Azrou, le roman commence avec le suicide d’une gamine violée par un notable. Fantasmes extrêmement violents de la sexualité masculine d’un adolescent, viol fantasmé et même réalisé sur un autre garçon. J’ai eu du mal à supporter cette lecture très violente dans la misère économique et sexuelle de ces enfants marocains. Pourtant l’humour fait passer cette réalité très dure. Un voyage en train de Rabat à Meknès décrit de façon hilarante le petit peuple, ses rapports avec une autorité militaire et bureaucratique, tendresse malgré les conditions de pauvreté et de frustration. Finalement malgré la noirceur, le roman est attachant. J’ai du mal à me déprendre du Maroc. L’auteur montre des paysages que nous avons visités récemment. Il me semble entendre les voix des inconnus que nous avons croisés. « Les gens pressés sont morts ! » s’écrie le chauffeur d’un car déglingué. Combien de fois n’avons nous pas entendu cette phrase. Ainsi que la description de l’insistance des mendiants….

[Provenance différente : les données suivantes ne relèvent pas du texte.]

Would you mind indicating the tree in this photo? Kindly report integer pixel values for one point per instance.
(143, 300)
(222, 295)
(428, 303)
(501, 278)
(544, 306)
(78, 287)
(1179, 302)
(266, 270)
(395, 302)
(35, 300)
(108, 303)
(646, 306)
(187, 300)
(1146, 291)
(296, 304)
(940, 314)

Germain MOUETTE Relation de captivité dans les royaumes de Fez et de [/b[b]]Maroc

Un tout petit livre de l’époque de Moulay Ismail racontant la vie quotidienne des captif chrétiens pris par les pirates afin d’être vendus comme esclaves pour construire Meknès. Quelle surprise de trouver ce petit livre à Rabat, et des regrets de d’avoir pas acheté les trois autres parus dans la collection du Petit Mercure de France que je n’arrive pas à trouver. J’ai lu ce livre juste au moment du départ dans l’avion.